While the bank kept open its options for July, a string of influential policymakers, including board member Isabel Schnabel and Dutch central bank chief Klaas Knot have already made the case for a pause next month, suggesting the next window of opportunity for easing will be in September.
Economists expect another two rate cuts from the ECB this year, most likely in September and December, while markets are pricing between one and two additional moves – a big change from the start of the year, when more than five cuts were anticipated.
“Interest rate decisions will be based on its assessment of the inflation outlook in light of the incoming economic and financial data, the dynamics of underlying inflation and the strength of monetary policy transmission,” the ECB added. “The governing council is not pre-committing to a particular rate path.”
Conservative policymakers, who still appear to command a majority on the rate-setting governing council, have argued that the ECB is not in any hurry to cut since a rebound in the economy proves high rates are not choking off growth.
Part of their caution may be due to unexpectedly stubborn inflation.
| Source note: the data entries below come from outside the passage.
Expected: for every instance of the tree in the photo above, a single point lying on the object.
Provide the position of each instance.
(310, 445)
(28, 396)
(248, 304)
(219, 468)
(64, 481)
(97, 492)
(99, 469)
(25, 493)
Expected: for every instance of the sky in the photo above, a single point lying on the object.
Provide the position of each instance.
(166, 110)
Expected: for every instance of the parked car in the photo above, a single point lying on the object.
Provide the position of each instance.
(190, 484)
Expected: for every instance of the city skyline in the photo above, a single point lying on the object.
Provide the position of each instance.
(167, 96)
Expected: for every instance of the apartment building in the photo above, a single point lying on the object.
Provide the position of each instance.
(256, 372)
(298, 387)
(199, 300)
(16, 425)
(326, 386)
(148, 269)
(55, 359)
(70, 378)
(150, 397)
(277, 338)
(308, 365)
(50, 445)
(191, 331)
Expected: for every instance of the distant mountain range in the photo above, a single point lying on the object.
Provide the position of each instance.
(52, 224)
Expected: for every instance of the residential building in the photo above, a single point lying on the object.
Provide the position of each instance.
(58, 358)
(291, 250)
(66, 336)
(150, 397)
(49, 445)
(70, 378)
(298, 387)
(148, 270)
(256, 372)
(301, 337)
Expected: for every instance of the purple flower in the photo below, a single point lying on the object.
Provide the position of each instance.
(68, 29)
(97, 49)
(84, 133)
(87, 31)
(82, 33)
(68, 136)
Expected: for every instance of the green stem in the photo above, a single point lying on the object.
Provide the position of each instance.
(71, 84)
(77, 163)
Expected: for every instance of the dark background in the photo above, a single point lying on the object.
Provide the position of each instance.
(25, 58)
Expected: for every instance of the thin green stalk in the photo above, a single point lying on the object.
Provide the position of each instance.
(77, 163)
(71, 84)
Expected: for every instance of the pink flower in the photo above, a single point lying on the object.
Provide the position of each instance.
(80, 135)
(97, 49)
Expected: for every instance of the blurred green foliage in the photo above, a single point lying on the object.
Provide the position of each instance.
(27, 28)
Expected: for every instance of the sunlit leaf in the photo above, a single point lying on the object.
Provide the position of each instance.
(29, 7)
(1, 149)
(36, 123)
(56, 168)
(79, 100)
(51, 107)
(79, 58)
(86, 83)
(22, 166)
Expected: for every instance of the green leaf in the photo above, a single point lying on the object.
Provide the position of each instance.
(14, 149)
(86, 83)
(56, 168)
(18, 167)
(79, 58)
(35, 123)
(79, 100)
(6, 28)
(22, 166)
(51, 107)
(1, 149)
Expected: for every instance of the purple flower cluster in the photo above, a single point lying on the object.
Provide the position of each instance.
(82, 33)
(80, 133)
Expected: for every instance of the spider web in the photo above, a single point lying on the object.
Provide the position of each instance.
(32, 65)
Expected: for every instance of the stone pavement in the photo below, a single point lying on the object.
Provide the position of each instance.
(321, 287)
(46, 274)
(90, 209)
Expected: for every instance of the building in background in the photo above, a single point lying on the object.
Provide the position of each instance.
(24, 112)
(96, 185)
The ECB raised its 2025 inflation projection to 2.2 per cent on Thursday from 2.0 per cent.
“Despite the progress over recent quarters, domestic price pressures remain strong as wage growth is elevated, and inflation is likely to stay above target well into next year,” the central bank said.
Some economists say the biggest risk to the rate cut schedule is the US Federal Reserve, not wages and inflation.
The Fed has clearly signalled a delay in policy easing, and a further delay in US rate cuts is likely to make the ECB more cautious too, as a widening interest rate differential would weaken the euro and raise imported inflation.